まず、取り組むべき対象となる社会課題に関して、社会的価値観を形成する各ステークホルダーの価値観と企業の活動が整合的であるかについてマクロ的に確認し、企業としてとるべき活動方針を明確にしなければならない。その視点として、企業全般に期待されている共通の社会課題(例えば、SDGsで標榜された課題など)を認識する必要がある。このような課題を前提に、社会から向けられた企業への期待に対し、自社としてどのような対応方針を立てるのか、その役割と具体的な事業活動との間の整合性に注意を払わなければならない。具体的には、課題解決と想定する企業活動の貢献の意義や関係性について、重要なステークホルダーの視点から、その適合性の検証が必要となろう。ここで注意を要することは、この時点で確認できることは、現時点で顕在化している社会的価値観との整合性であるという点である。なぜなら、社会課題のビジネス化の実現を想定した時間軸は長期に及ぶため、この間に社会的価値観の変化が想定されるためである。つまり、企業の貢献のあり様は時間とともに変化する。そのため、このような動態的な環境変化への対応力を発揮しうるようガバナンスを効かせてゆく必要がある。

次に、マクロ的な整合性を踏まえ、ミクロの視点から、個別企業が所属するセクターの個別性や特定の企業自身が進めようとしている具体的な戦略を前提により細部にわたる企業活動のあり様を検証してゆく必要がある。

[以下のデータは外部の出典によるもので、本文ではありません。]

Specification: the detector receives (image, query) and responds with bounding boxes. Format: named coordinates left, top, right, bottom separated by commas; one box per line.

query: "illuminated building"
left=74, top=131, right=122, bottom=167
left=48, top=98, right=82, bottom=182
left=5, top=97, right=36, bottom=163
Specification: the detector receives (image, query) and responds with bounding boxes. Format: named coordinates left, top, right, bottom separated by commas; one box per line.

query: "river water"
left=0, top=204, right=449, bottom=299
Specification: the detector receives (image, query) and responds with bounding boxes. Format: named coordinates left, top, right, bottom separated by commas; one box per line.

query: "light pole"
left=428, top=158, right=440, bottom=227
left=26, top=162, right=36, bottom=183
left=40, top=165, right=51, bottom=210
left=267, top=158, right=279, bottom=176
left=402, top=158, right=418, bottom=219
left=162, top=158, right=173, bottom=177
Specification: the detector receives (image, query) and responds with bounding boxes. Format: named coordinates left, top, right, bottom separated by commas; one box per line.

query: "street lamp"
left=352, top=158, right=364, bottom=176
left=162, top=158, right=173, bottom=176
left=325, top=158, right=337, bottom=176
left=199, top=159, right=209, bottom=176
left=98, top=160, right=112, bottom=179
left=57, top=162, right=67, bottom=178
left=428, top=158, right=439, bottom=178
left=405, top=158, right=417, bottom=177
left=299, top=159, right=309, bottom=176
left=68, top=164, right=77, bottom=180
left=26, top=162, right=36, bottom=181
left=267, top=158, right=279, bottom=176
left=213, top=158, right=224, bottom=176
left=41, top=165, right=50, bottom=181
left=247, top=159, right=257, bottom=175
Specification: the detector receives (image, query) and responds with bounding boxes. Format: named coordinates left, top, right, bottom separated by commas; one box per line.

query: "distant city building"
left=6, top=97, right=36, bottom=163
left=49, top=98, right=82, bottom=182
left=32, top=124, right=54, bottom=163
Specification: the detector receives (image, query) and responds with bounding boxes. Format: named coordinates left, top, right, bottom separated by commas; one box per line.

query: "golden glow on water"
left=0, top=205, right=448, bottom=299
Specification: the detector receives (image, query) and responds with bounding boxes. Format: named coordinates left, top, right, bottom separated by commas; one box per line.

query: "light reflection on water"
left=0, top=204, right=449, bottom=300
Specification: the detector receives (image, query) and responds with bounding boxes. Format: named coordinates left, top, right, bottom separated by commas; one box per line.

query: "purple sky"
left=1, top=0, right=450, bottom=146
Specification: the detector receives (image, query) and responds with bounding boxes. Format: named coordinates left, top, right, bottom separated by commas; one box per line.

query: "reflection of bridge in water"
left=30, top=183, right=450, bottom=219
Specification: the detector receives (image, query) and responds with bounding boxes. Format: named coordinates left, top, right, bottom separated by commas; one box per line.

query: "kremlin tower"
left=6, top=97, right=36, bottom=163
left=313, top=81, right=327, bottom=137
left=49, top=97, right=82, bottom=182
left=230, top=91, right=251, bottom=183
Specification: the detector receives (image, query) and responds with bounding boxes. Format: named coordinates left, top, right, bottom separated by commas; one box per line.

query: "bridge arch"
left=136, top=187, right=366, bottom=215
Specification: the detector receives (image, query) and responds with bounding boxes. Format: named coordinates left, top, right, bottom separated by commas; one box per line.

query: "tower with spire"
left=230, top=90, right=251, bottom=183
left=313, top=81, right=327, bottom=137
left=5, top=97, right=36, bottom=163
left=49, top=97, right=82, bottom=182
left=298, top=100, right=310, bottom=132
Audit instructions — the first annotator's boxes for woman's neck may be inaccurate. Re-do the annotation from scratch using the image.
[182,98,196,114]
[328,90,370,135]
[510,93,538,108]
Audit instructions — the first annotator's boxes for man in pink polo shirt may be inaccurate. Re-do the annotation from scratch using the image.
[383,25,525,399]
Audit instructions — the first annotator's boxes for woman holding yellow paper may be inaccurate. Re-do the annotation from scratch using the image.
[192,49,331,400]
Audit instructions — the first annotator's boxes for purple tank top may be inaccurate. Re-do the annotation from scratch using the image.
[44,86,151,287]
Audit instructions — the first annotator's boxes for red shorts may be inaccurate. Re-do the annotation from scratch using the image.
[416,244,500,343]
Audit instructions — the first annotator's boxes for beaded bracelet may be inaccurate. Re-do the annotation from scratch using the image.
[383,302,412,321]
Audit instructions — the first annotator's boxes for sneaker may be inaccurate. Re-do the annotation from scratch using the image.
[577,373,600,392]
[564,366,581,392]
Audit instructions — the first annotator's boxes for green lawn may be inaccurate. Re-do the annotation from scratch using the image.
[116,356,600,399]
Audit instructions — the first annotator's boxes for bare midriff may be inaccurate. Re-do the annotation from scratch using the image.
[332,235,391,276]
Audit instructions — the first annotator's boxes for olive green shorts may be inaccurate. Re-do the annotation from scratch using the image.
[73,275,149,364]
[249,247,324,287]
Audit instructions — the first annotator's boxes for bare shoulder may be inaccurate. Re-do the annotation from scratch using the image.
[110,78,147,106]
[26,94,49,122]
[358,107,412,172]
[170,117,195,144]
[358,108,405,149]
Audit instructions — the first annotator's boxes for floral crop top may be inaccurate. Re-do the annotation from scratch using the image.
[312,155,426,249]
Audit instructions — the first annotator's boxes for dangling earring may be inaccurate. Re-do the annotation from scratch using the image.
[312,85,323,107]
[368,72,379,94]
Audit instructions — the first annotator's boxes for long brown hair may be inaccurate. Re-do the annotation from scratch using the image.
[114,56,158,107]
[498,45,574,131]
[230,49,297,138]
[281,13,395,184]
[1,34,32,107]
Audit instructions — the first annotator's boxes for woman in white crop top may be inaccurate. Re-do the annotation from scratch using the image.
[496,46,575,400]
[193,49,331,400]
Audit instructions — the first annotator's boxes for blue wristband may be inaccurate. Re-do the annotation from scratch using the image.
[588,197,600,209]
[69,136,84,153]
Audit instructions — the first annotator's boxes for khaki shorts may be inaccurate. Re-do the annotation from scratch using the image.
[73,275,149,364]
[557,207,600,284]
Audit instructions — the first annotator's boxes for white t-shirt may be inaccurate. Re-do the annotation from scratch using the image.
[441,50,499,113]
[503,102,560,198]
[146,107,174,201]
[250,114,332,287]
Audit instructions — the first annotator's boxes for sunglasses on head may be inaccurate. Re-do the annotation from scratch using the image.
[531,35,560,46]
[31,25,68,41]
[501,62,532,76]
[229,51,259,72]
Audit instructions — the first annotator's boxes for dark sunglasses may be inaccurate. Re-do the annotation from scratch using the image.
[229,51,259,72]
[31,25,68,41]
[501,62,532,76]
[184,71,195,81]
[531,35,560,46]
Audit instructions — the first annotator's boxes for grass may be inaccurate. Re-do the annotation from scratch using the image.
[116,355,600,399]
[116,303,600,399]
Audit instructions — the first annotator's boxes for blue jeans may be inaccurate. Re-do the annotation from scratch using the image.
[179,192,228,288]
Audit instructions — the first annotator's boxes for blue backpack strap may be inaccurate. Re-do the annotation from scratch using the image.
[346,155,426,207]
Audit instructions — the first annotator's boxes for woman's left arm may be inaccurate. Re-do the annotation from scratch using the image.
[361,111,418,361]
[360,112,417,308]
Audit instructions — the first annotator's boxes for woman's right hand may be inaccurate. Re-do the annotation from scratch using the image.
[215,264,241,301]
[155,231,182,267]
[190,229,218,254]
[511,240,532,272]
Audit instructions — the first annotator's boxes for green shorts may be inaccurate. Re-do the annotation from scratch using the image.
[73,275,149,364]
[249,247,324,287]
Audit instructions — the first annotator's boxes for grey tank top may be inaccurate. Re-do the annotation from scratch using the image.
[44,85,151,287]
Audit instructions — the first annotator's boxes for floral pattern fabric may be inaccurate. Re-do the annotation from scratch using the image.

これまでの気候変動に伴う変化に対する企業の対応事例を振り返ってみると、まずパタゴニアやイケアなどの比較的規模が小さい非上場企業が、持続可能性を重視する革新的な対応を進めてきた。その後に規模の大きい上場企業が後を追いかける展開となっている。

サステナビリティ戦略の成果は、その価値を証明する有効なデータが集まるまでにタイムラグが存在することを考慮するなら、リーダーは、一歩先の世界を見据えてガバナンスを発揮してゆかなければ、歴史の流れに取り残され、パートナーや顧客が大挙して離れていく危機に直面する可能性がある。